What is Beautiful Soup?
Overview
“You didn’t write that awful page. You’re just trying to get some data out of it. Beautiful Soup is here to help. Since 2004, it’s been saving programmers hours or days of work on quick-turnaround screen scraping projects.” (Opening lines of Beautiful Soup)
Beautiful Soup is a python library for getting data out of html, xlm, and other markup. It provides a way to extract particular content in a webpage by location in the html tags (think X-Paths and navigating the DOM), by CSS identifier, or by html id or class identifiers (or some combination thereof).
So say there is a website that contains data that is relevant to your research, such as date or address information, or link information for other sources of data that you also want to scrape. Beautiful Soup offers easy ways to pull that particular content from the webpage, remove it from its html wrappings, and put it into a new context which will allow you to do whatever next operation you desire to do.
I highly recommend looking at the Beautiful Soup documentation pages to get a sense of variety of things you can do with simple Beautiful Soup commands, from isolating titles and links to extracting all of the text from the html tags to altering the html within the document you’re working with.
Installing Beautiful Soup
Installing Beautiful Soup is easiest if you already have pip or another python installer already in place. If you don’t have pip, start with Fred’s tutorial on installing python modules. Once you have pip installed, run the following command to install Beautiful Soup:
pip install beautifulsoup4
You may need to include “sudo” in your command. Sudo gives your computer permission to write to your root directories and requires you to re-enter your password. This is the same logic behind your being prompted to enter your password when you install a new program.

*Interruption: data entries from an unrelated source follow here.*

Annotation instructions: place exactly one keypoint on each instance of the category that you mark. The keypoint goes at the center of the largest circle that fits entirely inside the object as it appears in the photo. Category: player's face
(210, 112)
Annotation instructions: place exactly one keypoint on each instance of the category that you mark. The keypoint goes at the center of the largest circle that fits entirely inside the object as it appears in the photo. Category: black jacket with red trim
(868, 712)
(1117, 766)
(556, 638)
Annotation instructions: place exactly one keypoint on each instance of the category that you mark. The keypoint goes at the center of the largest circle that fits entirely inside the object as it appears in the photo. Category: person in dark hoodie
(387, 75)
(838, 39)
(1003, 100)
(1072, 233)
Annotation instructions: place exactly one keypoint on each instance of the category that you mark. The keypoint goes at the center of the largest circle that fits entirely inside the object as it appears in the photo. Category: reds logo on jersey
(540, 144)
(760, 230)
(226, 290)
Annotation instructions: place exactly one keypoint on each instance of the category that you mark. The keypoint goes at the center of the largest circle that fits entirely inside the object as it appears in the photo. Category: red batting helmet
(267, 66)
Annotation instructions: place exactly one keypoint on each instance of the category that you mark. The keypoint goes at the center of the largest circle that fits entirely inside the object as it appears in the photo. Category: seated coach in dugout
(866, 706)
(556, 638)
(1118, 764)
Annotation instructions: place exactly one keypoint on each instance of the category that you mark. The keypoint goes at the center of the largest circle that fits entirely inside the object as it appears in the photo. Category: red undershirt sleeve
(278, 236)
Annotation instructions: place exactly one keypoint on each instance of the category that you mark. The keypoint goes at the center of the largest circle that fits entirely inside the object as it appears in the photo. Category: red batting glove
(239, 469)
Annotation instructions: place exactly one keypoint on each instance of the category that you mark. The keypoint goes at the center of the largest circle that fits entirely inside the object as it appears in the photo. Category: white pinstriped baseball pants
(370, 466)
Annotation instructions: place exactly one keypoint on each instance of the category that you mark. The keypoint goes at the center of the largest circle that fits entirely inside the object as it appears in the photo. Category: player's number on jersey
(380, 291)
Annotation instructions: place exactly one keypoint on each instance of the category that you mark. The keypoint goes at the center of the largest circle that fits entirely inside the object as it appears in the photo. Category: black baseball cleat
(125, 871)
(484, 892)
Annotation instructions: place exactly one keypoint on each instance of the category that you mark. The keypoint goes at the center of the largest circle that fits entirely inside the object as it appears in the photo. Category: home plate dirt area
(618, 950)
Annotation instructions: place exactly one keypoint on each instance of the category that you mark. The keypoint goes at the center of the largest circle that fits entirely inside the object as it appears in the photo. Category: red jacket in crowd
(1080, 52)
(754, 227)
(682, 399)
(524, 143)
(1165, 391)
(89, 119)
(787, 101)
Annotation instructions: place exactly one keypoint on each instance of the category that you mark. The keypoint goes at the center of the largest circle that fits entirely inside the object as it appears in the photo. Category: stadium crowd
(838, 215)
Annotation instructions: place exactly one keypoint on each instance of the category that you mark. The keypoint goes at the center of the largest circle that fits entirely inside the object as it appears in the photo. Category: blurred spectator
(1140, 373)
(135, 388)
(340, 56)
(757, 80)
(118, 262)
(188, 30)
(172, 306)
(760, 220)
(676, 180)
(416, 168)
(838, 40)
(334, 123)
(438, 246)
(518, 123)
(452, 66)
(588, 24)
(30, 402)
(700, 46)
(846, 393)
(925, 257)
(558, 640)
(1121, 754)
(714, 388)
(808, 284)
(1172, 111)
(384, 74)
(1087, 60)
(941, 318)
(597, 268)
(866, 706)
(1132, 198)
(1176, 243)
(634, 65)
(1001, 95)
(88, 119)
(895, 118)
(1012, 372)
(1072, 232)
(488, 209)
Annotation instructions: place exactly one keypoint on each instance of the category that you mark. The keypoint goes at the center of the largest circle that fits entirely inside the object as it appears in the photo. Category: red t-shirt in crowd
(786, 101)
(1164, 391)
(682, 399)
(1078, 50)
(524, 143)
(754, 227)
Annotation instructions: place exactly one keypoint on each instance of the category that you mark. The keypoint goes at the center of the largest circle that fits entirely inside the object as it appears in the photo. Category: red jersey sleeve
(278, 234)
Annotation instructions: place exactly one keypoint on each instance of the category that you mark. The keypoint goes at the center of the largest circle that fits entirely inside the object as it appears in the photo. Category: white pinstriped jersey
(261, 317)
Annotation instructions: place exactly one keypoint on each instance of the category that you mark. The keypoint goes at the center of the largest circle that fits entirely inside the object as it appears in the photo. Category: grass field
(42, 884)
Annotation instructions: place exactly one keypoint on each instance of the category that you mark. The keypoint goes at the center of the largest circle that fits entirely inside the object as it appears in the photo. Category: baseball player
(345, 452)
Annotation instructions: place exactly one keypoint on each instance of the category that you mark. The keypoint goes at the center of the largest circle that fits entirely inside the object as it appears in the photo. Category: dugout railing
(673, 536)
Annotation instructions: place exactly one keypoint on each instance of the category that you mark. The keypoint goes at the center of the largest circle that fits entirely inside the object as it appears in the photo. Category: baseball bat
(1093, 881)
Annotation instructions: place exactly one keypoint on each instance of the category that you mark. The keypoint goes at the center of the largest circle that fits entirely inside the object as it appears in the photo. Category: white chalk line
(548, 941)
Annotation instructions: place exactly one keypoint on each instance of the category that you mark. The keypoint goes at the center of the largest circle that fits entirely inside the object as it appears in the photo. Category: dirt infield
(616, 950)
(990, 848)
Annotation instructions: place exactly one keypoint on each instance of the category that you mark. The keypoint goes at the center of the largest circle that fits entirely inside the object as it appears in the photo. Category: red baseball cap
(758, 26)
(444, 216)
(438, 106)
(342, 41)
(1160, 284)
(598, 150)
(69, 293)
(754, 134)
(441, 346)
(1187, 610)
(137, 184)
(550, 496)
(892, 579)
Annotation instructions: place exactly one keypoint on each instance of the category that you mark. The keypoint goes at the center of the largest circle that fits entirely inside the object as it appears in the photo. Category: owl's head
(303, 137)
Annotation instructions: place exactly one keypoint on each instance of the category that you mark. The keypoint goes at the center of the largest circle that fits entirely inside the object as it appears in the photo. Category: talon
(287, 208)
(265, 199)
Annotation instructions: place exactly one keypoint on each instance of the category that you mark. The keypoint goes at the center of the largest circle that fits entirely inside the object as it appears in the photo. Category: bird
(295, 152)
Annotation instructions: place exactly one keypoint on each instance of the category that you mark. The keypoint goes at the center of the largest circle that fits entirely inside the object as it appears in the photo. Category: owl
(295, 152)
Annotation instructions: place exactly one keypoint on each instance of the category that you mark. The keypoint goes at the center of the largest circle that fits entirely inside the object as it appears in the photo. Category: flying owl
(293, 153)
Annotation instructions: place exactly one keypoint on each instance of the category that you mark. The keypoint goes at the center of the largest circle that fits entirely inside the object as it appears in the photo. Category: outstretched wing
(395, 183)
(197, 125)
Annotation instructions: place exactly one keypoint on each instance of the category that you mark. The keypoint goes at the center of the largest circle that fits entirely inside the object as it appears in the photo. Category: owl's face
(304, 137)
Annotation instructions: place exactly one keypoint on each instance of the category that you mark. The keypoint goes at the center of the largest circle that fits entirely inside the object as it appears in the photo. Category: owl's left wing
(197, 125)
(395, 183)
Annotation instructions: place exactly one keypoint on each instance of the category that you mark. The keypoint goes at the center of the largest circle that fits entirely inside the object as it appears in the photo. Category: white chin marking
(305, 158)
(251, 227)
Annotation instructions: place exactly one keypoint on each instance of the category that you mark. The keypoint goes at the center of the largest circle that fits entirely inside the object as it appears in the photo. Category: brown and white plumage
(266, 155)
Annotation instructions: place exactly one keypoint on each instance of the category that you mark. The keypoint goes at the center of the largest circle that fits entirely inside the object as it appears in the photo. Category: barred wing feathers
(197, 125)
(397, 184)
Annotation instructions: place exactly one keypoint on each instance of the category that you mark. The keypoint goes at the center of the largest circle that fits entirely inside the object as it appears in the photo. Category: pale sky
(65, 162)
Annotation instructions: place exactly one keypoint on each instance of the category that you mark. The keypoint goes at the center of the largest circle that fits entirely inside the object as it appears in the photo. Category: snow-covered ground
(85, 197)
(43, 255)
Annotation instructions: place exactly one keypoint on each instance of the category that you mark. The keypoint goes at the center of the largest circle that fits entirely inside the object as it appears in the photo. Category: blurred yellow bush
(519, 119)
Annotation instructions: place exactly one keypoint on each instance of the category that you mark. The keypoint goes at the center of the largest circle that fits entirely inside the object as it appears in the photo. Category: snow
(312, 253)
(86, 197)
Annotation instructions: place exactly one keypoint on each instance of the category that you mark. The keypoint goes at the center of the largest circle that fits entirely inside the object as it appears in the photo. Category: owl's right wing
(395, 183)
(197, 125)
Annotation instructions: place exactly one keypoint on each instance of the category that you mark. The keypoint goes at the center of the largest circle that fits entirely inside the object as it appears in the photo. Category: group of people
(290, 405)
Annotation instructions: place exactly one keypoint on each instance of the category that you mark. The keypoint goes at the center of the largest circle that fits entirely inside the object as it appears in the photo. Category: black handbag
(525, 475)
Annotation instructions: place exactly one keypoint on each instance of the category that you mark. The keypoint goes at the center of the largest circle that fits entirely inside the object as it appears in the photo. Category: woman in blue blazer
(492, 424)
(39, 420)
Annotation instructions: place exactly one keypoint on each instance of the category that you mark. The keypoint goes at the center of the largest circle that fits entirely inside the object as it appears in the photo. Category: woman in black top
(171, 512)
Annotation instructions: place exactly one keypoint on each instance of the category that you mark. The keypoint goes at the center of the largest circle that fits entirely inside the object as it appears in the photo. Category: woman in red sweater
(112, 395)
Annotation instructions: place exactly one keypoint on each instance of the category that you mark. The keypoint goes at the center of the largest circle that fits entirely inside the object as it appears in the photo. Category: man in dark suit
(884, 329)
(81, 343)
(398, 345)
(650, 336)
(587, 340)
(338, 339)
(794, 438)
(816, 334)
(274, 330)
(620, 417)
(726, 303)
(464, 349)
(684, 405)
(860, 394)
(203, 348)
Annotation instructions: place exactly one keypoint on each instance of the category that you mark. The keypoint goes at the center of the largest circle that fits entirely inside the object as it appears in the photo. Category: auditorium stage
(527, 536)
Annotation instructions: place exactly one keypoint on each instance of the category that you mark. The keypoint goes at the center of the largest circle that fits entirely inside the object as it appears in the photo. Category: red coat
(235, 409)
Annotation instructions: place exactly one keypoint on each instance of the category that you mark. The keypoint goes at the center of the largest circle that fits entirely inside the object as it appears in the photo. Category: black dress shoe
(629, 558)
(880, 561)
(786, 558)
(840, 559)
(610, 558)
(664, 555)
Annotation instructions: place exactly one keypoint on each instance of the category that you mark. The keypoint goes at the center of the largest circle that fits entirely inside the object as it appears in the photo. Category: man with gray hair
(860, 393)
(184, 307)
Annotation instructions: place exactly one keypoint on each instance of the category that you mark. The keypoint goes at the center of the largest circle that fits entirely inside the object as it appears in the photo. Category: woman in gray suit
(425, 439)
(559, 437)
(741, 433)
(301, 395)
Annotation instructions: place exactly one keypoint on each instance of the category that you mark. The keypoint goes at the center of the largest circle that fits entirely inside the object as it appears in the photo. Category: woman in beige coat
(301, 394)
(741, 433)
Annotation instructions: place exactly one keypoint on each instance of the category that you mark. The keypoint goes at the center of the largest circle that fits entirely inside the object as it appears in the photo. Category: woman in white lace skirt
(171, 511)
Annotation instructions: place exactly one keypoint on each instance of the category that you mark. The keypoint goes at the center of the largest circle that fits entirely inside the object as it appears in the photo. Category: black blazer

With sudo, the command is:
sudo pip install beautifulsoup4
Using Beautiful Soup in a Python Script
There are two basic steps to using Beautiful Soup in your python script. First is to import the library at the beginning of your script by writing:
from bs4 import BeautifulSoup
Second, you have to pass the document or url to Beautiful Soup to make the “soup.” For this example we will be using a locally saved file and will create the soup this way:
soup = BeautifulSoup(open("example.txt"))
This creates a large soup object out of the content of our “example.txt” file and we can then run the Beautiful Soup methods on that object.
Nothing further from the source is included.